Discovering and Querying Hybrid Linked Data

June 5th, 2015, by Tim Finin, posted in Big data, KR, Machine Learning, Semantic Web


New paper: Zareen Syed, Tim Finin, Muhammad Rahman, James Kukla and Jeehye Yun, Discovering and Querying Hybrid Linked Data, Third Workshop on Knowledge Discovery and Data Mining Meets Linked Open Data, held in conjunction with the 12th Extended Semantic Web Conference, Portoroz Slovenia, June 2015.

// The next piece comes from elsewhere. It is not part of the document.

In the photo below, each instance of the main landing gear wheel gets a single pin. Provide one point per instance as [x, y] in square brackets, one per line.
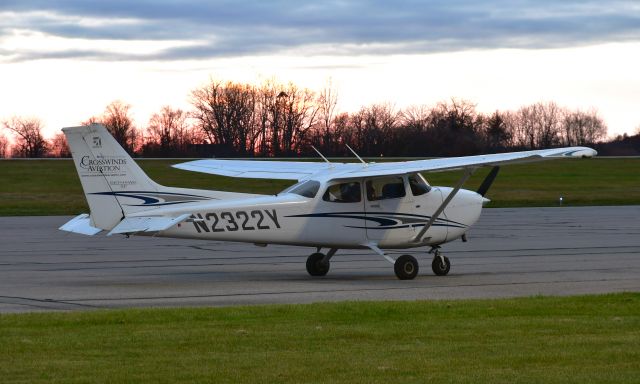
[440, 265]
[406, 267]
[316, 264]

In this paper, we present a unified framework for discovering and querying hybrid linked data. We describe our approach to developing a natural language query interface for a hybrid knowledge base Wikitology, and present that as a case study for accessing hybrid information sources with structured and unstructured data through natural language queries. We evaluate our system on a publicly available dataset and demonstrate improvements over a baseline system. We describe limitations of our approach and also discuss cases where our system can complement other structured data querying systems by retrieving additional answers not available in structured sources.